Two employees of AT&T Labs were among the winning teams. Because they used their working hours to participate in the million contest, the prize money they received ultimately belonged to AT&T. Finally, AT&T Labs donated the prize money to local educational charities and primary and secondary schools to encourage young people to engage in science, technology, engineering, and mathematics (STEM) learning and work.

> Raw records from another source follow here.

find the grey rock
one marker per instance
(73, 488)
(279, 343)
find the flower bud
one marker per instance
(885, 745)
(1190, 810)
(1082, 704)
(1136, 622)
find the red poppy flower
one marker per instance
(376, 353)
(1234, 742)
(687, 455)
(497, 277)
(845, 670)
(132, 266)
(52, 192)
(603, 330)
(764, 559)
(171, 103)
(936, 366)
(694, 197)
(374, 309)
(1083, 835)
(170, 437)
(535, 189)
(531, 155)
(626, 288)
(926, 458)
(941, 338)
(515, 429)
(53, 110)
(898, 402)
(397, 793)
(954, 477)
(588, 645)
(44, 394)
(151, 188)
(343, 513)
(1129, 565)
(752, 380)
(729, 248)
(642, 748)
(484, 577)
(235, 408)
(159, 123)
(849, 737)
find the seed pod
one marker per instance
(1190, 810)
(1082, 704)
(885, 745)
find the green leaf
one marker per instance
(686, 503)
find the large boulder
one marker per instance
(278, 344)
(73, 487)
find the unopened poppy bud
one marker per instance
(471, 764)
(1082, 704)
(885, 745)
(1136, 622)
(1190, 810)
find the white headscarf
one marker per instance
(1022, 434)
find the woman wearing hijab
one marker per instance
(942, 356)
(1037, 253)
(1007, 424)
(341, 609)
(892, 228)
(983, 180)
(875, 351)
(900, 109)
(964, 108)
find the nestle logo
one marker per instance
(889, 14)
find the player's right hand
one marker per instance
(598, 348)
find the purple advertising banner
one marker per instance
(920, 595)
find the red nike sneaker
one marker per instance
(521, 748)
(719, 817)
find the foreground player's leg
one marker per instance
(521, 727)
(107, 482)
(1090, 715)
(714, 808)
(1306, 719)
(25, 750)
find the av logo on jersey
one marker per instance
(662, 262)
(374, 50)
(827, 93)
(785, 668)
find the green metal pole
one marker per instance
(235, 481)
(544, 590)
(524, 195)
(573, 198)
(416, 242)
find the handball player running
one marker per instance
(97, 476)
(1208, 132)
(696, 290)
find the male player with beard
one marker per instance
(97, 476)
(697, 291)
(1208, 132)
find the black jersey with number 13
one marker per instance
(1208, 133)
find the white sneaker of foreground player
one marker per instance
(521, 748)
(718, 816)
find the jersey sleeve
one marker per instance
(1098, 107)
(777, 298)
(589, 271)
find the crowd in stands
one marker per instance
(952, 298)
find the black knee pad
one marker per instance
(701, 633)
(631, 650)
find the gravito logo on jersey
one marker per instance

After the first contest ended, NetFlix quickly proposed a second million-dollar contest due to the popularity: recommending movies for customers who don’t do movie ratings often or don’t do ratings at all. This requires the use of users' real geographic information and behavioral data. The new contest data set has 100 million records, including rating data, customer age, gender, ZIP code where they live, and previously watched movies. While all of the data is anonymized and there is no way to directly link it to any individual Netflix customer, making information such as a customer's age, gender, zip code of residence, etc. public makes many people uncomfortable. The U.S. Federal Trade Commission has become concerned about the contest’s damage to customer privacy, and a law firm has filed a lawsuit against Netflix on behalf of clients. Netflix announced in March 2010 that it was canceling its second Million Dollar Game to avoid legal issues, and it appears it hasn't done so since.

Field

Recommender System (referred to as RS) is an interdisciplinary research in many fields. Including but not limited to information retrieval (Information Retrieval, IR), data mining (Data Mining, DM), machine learning (Machine Learning, ML), computer vision (Computer Vision, CV), multimedia (MultiMedia, MM), database (Database, DB), oh of course, artificial intelligence (AI).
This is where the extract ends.